Identification and Appearance
The large milkweed bug adult is a 9–18 mm long insect. Mature adults are orange with black rhomboidal spots at both end of a body and a black band in the middle. Freshly molted individuals are pale yellow with gray spots that change into black with time. Bright orange instars resemble adults, with orange-black pattern different than in grown individuals and without wings. However, wingpads are visible and become more pronounced with each molt. Adult females have several black spots on rear part of their abdomen, while males have only one.
The habitat of the large milkweed bug spreads east of the Rocky Mountains. It is found as far north as Ontario, Canada, but is more abundant in south-eastern United States. Groups of insects in all stages of development are commonly found between May and October on common milkweed plants. Milkweed Bugs that have been bred can take over the current population of Native Milkweeds if let into the wild.
Life Cycle and biology
Adults that survived winter mate in May–June, when common milkweed plants have grown enough to provide shelter. During mating, female and male may become connected for up to 10 hours. Eggs are laid on cotton-like material found on Milkweed plants or under tree bark. Average female lays 30 pale orange/white eggs in a day, in several batches during summer. Eggs change color, becoming more intensely orange toward hatching. This insect undergoes incomplete metamorphosis. Nymphs hatch after about 1 week and molt 5 times before becoming adults.
Adults and nymphs feed on milkweed plant juices, seeds and occasionally on other plant juices.

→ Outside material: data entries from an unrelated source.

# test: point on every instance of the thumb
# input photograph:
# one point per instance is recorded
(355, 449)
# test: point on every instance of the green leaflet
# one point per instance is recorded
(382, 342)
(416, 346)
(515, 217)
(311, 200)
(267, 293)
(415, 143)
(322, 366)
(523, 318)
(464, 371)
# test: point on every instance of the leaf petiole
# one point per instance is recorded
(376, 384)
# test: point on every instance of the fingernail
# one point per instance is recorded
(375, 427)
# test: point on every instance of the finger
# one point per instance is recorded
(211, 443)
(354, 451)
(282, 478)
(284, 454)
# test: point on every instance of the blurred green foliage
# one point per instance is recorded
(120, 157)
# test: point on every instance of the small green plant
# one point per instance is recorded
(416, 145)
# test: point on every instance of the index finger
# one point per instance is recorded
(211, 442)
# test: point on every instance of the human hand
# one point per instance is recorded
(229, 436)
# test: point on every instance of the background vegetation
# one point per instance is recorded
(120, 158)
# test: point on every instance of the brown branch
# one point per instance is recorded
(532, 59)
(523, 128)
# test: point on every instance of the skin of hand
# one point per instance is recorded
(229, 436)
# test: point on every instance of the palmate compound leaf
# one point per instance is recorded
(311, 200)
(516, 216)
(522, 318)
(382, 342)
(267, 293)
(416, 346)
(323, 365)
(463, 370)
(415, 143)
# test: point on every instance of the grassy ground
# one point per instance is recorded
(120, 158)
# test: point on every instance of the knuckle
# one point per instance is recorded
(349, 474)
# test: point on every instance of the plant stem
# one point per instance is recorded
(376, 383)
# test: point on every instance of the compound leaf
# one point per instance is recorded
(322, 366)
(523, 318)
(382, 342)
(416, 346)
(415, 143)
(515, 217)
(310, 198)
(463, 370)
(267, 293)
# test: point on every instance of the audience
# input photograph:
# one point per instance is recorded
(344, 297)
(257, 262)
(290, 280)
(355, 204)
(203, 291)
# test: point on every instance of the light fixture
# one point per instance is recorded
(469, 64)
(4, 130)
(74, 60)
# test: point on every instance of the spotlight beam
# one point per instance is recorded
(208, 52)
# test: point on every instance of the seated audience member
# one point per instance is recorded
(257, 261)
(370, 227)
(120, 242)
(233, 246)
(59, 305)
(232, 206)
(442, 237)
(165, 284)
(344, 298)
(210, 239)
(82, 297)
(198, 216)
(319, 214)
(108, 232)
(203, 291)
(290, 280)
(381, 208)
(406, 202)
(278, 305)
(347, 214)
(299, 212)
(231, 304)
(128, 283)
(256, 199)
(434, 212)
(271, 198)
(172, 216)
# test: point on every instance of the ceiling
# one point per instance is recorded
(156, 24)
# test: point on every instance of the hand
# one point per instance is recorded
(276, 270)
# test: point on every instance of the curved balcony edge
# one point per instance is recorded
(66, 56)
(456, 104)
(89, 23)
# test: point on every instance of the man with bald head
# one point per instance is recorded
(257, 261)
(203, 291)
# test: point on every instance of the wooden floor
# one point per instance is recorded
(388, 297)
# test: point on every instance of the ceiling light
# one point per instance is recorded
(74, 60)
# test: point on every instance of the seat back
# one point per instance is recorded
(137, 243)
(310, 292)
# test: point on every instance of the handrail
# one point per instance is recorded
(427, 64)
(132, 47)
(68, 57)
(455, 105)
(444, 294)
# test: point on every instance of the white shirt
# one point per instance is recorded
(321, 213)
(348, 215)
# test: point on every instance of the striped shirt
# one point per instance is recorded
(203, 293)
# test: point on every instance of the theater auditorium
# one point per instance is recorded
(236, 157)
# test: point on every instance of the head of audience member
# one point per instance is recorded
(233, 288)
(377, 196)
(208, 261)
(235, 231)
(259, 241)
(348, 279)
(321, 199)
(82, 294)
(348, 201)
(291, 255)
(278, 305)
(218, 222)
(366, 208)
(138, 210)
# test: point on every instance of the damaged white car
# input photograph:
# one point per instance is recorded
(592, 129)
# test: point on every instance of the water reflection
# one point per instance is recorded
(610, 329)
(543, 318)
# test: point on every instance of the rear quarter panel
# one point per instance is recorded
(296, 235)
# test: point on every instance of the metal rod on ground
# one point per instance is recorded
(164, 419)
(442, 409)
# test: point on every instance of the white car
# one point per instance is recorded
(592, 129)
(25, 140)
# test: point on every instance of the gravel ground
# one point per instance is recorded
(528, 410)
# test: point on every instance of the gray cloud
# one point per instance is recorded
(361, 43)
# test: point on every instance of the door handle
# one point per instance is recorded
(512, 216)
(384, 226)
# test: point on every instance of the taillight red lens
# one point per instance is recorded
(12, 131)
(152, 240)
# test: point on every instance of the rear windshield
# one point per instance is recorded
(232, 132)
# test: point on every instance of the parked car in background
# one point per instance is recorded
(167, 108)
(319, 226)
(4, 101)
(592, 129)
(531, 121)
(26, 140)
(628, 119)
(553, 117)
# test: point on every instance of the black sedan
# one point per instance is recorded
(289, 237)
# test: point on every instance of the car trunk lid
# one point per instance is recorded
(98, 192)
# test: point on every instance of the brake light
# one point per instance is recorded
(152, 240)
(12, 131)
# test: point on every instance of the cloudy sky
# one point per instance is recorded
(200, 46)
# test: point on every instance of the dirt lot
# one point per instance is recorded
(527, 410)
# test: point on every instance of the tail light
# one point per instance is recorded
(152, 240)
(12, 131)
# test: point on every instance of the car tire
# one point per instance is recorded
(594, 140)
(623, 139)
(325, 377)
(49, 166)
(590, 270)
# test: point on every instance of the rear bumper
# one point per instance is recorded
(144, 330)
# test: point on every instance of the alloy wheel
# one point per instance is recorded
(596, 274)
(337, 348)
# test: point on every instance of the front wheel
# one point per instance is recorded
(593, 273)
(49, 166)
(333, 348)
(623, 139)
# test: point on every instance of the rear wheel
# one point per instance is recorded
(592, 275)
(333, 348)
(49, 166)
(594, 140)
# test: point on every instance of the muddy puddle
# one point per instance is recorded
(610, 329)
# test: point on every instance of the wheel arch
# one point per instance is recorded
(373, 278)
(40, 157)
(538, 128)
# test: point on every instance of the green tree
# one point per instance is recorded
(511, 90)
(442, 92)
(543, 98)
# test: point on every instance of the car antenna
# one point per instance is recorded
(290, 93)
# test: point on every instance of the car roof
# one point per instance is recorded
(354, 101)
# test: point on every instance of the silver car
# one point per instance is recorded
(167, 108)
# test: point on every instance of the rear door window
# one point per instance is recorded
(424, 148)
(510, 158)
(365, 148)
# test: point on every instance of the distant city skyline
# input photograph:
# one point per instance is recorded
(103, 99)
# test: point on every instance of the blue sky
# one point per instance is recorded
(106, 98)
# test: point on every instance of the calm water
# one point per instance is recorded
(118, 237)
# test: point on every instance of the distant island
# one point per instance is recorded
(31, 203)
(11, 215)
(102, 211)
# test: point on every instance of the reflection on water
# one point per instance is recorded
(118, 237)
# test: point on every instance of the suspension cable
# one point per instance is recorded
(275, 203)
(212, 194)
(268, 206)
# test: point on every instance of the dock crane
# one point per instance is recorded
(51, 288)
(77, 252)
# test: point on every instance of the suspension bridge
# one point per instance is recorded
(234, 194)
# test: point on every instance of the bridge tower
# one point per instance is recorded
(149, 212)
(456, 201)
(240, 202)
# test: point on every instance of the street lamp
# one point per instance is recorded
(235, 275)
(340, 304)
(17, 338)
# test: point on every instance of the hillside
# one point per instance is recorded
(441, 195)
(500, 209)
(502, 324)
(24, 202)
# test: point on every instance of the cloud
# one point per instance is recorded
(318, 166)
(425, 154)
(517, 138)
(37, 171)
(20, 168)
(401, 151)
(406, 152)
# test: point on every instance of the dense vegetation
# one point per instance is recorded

When their native plant is scarce, they may become scavengers and predators. Both nymphs and adults use milkweed as their primary source of food.
After feeding on milkweed plant or seeds, the insects accumulate toxic glycosides in their bodies. This, combined with warning orange color, protects them against predators (aposematism). All milkweed bugs live up to 4 months.
Bugs can be bred with relative ease at home, serving as biology specimens. In captivity, they are kept in glass jars with cloth on top. If milkweed seeds are not available, they are fed shell-less sunflower seeds, juicy fruits (watermelon), or some nuts. Water (in form of soaked tissues or the watermelon) must be provided to keep the colony alive.